Pursuant to the terms of the Permanent Manager Agreement (“PMA”) executed in 1993 and renewed for an additional two-year term as of January 1, 2017, the General Partner receives a base fee (the “Base Fee”) for managing the Partnership equal to four percent of gross receipts, subject initially to a minimum annual Base Fee. The PMA also provides that the Partnership is responsible for reimbursement of the General Partner for office rent and related office overhead (“Expenses”) up to an initial annual maximum of $13,250. Both the Base Fee and Expenses reimbursement are subject to annual Consumer Price Index based adjustments. Effective March 1, 2017, the minimum annual Base Fee and the maximum Expenses reimbursement increased by 1.26% from the prior year, which represents the allowable annual Consumer Price Index adjustment per the PMA. Therefore, as of March 1, 2017, the minimum annual Base Fee paid by the Partnership was raised to $270,672 and the maximum annual Expenses reimbursement was increased to $21,840.

 

For purposes of computing the four percent overall fee paid to the General Partner, gross receipts include amounts recovered in connection with the misappropriation of assets by the former general partners and their affiliates.

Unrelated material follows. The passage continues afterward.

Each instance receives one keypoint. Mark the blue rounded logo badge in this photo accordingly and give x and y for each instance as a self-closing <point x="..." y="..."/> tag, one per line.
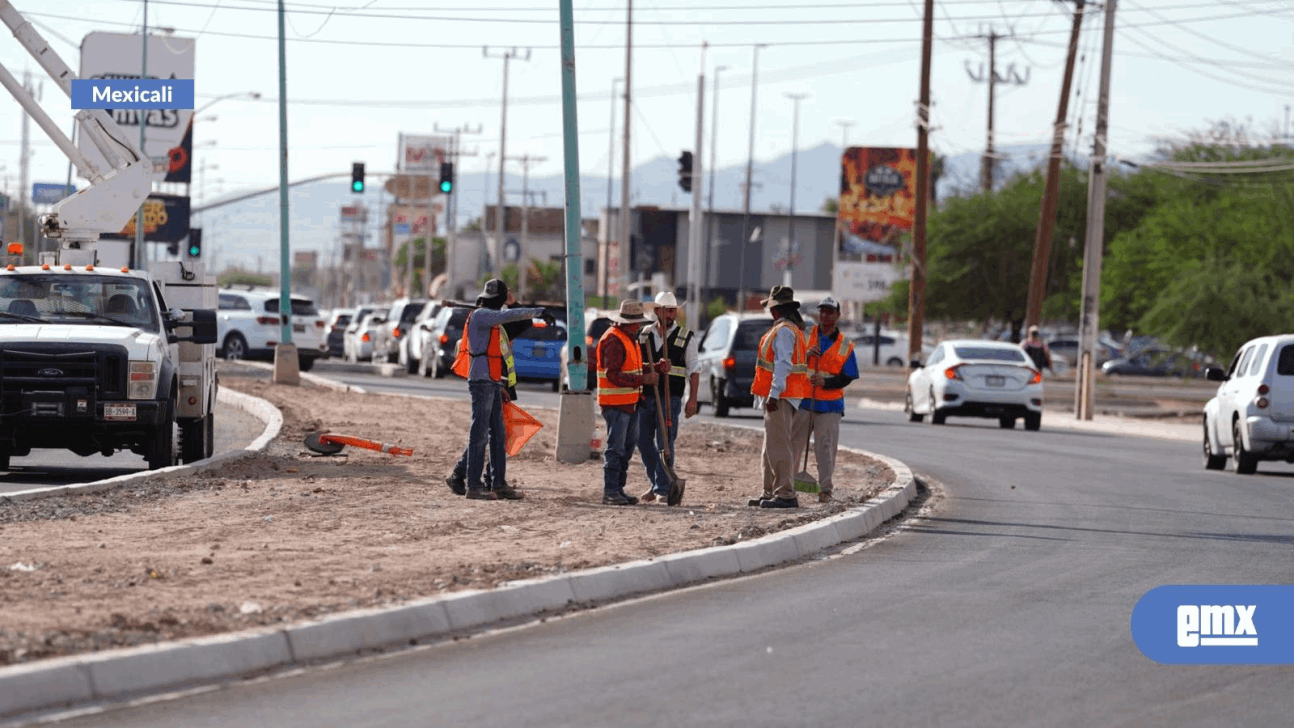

The fee received by the General Partner from the Partnership on any amounts recovered reduce the four percent minimum fee by that same amount.

 

Amounts paid and/or accrued to the General Partner and its affiliates for the three-month periods ended March 31, 2017 and 2016 are as follows:

 

    Incurred for the     Incurred for the  
    Three Months Ended March 31, 2017     Three Months Ended March 31, 2016  
    (unaudited)     (unaudited)  
General Partner                
Management fees   $ 67,106     $ 66,771  
Overhead allowance     5,414       5,387  
Leasing commissions     90,765       -  
Reimbursement for out-of-pocket expenses     2,500       2,500  
Cash distribution     -       120  
    $ 165,785     $ 74,778  

 

At March 31, 2017 and December 31, 2016, $0 and $1,242, respectively, was payable to the General Partner.

 

As of March 31, 2017, and December 31, 2016, TPG Finance Corp. owned 200 limited partnership interests of the Partnership. The President of the General Partner, Bruce A. Provo, is also the President of TPG Finance Corp., but he is not a shareholder of TPG Finance Corp.

 

As of March 31, 2017, the General Partner did not own any limited partnership interests in the Partnership. The following table identifies the beneficial ownership of Mr. Provo, the executive officer and director of the General Partner, with the General Partner controlling the affairs of the Partnership. Mr. Provo is the only person performing the functions of an executive officer of the Partnership that beneficially owns any limited partnership interests:

 

Title of

Class

 

Name of

Beneficial Owner(1)

  Amount and
Nature of
Beneficial
Ownership
    Percentage of
Class
Outstanding(3)
 
                   
Limited Partnership Interest   Bruce A. Provo   200 (2)     0.43 %

 

  (1) A beneficial owner of a security includes a person who, directly or indirectly, has or shares voting or investment power with respect to such security. Voting power is the power to vote or direct the voting of the security and investment power is the power to dispose or direct the disposition of the security.
     
  (2) Bruce A. Provo is deemed to have beneficial ownership of all of TPG Finance Corp.’s limited partnership interests in the Partnership due to his control as President of TPG Finance Corp.
     
  (3) Based on 46,280.3 limited partnership interests outstanding as of March 31, 2017.